Okay, first of all, I would like to apologize for not being more aware of the words and phrases I used in my first post…I wasn’t thinking about them being triggers for other people. I wasn’t thinking about anyone else reading it really, I was just writing for myself. I’ve been so selfish lately.
Thanks to the two people who left me the comments, your words and the fact that you cared are encourgaing to me.
I did a lot of thinking today, my parents both went to work, I had no where to be so I spent time alone….I slept until 2pm then I thought, I prayed and I cried…I cried A LOT. After crying like that, letting myself be flooded with emotions, I still can’t really pin point an exact reason I’m so hurting.

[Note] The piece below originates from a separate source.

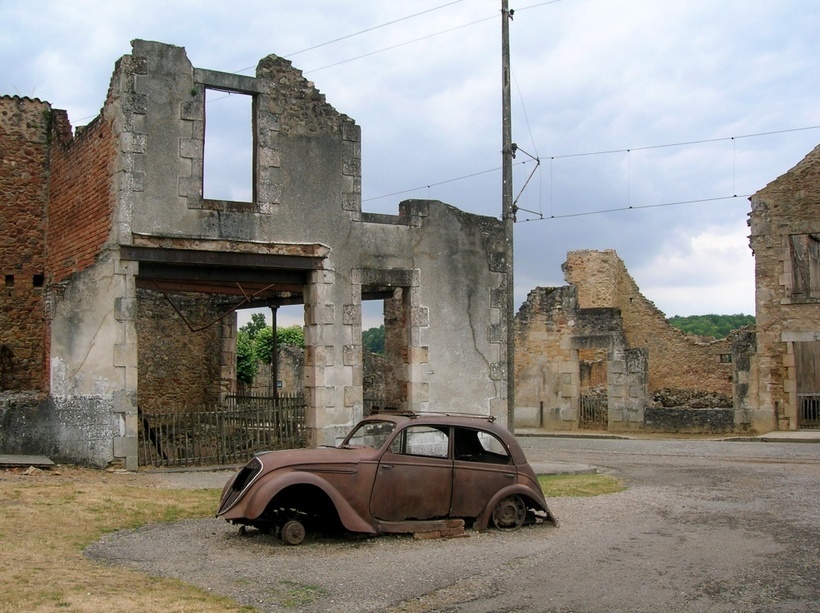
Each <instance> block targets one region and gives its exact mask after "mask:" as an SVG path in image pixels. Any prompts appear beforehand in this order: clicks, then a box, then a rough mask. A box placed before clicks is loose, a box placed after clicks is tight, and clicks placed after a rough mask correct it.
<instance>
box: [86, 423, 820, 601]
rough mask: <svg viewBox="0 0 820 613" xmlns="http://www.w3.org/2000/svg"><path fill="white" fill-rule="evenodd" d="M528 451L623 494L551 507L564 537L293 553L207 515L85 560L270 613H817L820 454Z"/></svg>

I am not someone who has a reason to feel this badly, I am blessed with two parents who love me, they piss me off from time to time, but my mother would do ANYTHING for me and I can count on one hand the amount of times my father has even raised his voice at me. My parents have always provided for and guided me. That is already so much more than other kids can say. I have sisters who love me and I have a handful of bestfriends who love me, they’re flakes but… they love me. I have faith, I may question it from time to time but…I really think God is there, I really do. I really think there is a plan and purpose for my life. I know all of these things, BUT I’m still overwhelmed by horrible feelings, deep down I can’t shake these.
I apologized to my parents today. They both accepted my apology but we didn’t talk AT ALL. They didn’t ask me why I acted like that, they didn’t ask about my injury, nothing. Honestly, I don’t think it’s that they don’t care I just think that they would rather sweep any bad things under the rug and go on like everything is peachy all the time. I can’t go on like that anymore. I need to talk to someone so I am going to try and get the nerve to ask my mom about going to therapy or something. I REALLY DO NOT want to bring up the self injury to her, I really really don’t want to talk to her about it, I feel like she wouldn’t understand at all, she might get angry or freak out.
I never want to injure myself again but I’m afraid I will. It made me feel better in the moment because…Idk why it just did… but now every time I look at these injuries it brings those negative emotions back to the surface, plus now I feel ashamed so in the long run it’s just making things worse. I don’t want to handle life in this negative way…this cannot lead to anywhere good. It’s going to lead me down a path I’m afraid of. I’m going to get help.
I’m going to seek help for this. I have to.